Rini benar, aku tidak boleh cengeng. Dokter Nadia punya banyak urusan yang lebih penting. Banyak pasien di rumah sakit lain yang mungkin sangat membutuhkannya.
"Terima kasih." Aku menganggukan kepala, tersenyum tipis.
***
Dokter Nadia dan perawat Rini telah pergi, meninggalkanku sendiri. Pukul 4 sore, waktunya menyiram tanaman. Aku membangkitkan tubuh, meraih kursi roda yang terparkir di samping kanan kasur. Membutuhkan sedikit usaha, namun tidak masalah, tubuhku telah sempurna duduk di kursi roda itu. Aku melepas infus yang menempel di tanganku.

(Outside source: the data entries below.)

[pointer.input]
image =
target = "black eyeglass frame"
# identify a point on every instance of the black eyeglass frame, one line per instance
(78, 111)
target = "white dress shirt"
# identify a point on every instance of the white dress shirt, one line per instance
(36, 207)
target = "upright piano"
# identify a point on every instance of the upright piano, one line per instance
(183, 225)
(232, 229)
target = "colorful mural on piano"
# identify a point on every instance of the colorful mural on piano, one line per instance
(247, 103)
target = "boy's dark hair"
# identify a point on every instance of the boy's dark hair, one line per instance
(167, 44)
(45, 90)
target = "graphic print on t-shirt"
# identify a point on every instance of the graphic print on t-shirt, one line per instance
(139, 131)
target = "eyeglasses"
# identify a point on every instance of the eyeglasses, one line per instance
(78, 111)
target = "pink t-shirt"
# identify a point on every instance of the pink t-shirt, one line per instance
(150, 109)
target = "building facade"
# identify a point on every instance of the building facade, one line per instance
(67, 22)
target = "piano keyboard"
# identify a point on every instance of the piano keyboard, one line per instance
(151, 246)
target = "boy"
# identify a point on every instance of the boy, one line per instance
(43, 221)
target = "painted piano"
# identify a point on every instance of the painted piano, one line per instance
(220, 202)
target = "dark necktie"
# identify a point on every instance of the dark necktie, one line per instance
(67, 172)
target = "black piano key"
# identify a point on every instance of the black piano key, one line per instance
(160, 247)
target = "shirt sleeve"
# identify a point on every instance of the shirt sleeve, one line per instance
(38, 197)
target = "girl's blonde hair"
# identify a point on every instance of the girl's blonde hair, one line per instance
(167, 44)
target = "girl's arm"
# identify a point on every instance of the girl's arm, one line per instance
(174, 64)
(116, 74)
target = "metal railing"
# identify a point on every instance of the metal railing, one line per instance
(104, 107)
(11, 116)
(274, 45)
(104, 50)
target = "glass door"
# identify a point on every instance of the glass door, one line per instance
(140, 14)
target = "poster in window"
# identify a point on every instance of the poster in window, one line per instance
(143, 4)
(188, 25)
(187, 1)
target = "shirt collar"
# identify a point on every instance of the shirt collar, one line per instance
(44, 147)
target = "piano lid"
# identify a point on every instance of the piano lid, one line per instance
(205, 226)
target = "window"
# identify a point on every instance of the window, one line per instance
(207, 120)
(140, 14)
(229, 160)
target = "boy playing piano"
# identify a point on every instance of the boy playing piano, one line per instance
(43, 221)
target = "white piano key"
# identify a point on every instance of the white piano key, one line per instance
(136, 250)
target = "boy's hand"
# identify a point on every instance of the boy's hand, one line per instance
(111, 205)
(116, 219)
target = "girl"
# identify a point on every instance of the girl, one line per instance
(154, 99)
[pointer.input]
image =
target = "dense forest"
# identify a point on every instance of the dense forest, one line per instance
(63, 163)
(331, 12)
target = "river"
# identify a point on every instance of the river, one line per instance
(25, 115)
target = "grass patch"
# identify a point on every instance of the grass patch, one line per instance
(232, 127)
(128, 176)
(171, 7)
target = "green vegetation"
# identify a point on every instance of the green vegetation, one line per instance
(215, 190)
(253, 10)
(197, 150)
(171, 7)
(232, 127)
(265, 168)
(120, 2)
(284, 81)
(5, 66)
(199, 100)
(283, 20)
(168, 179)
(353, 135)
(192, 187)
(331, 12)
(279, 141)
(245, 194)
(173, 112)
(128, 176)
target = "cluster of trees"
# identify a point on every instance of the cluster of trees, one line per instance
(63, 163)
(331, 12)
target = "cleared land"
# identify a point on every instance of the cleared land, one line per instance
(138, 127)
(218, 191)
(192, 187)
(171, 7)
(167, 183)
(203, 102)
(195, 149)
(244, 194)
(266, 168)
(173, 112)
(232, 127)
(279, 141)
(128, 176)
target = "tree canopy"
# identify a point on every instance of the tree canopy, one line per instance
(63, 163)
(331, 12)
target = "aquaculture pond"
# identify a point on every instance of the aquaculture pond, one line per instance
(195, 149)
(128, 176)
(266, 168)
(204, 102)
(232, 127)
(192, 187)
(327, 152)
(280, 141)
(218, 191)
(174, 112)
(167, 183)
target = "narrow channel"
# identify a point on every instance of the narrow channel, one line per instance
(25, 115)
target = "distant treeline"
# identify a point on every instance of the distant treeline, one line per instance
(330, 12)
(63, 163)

Kursi roda bergerak, tanganku yang menggerakan rodanya. Aku menuju jendela di sudut kanan ruangan. Aku mengambil air, menyiramkan pada tanaman di kit berkebun yang terpajang di jendela.
Tanamannya telah tumbuh, masih kecil, bunganya belum bermekaran. Aku menaruh bunga yang diberikan oleh perawat Rini di samping tanamanku, menaruhnya di atas air.
Bunga-bunga itu mengingatkanku kepada ibu dan adikku, meskipun samar, aku merasa mereka ada pada bunga itu.
Sebelum kembali, aku pergi ke toilet. Toilet itu menyatu dengan kamar, masih satu ruangan, jadi tidak terlalu jauh menggerakan kursi roda ini. Sangat melelahkan jika menggerakannya terlalu jauh.
Toilet itu telah didesain agar mudah digunakan oleh orang sepertiku, pihak rumah sakit benar-benar memperhatikannya. Setelah selesai, aku kembali. Memarkirkan kursi roda, lalu beranjak ke kasur.
Meskipun tidak terlalu menyusahkanku, tetap saja merepotkan. Meskipun aku memiliki satu kaki yang tersisa, kaki itu benar-benar lemah. Tidak kuat menampung beban tubuhku, walaupun bisa dipaksakan, tetap saja tidak akan bisa stabil.
"Benar-benar membosankan." Aku mengoap.
Matahari telah terbenam, suhu udara menurun, bulan telah menggantikan matahari. Aku telah mengantuk. Sebelumnya perawat Nina telah memberikan makan malam untukku, Aku memakannya. Sangat lezat. Juga tidak lupa memasang kembali infus yang terlepas.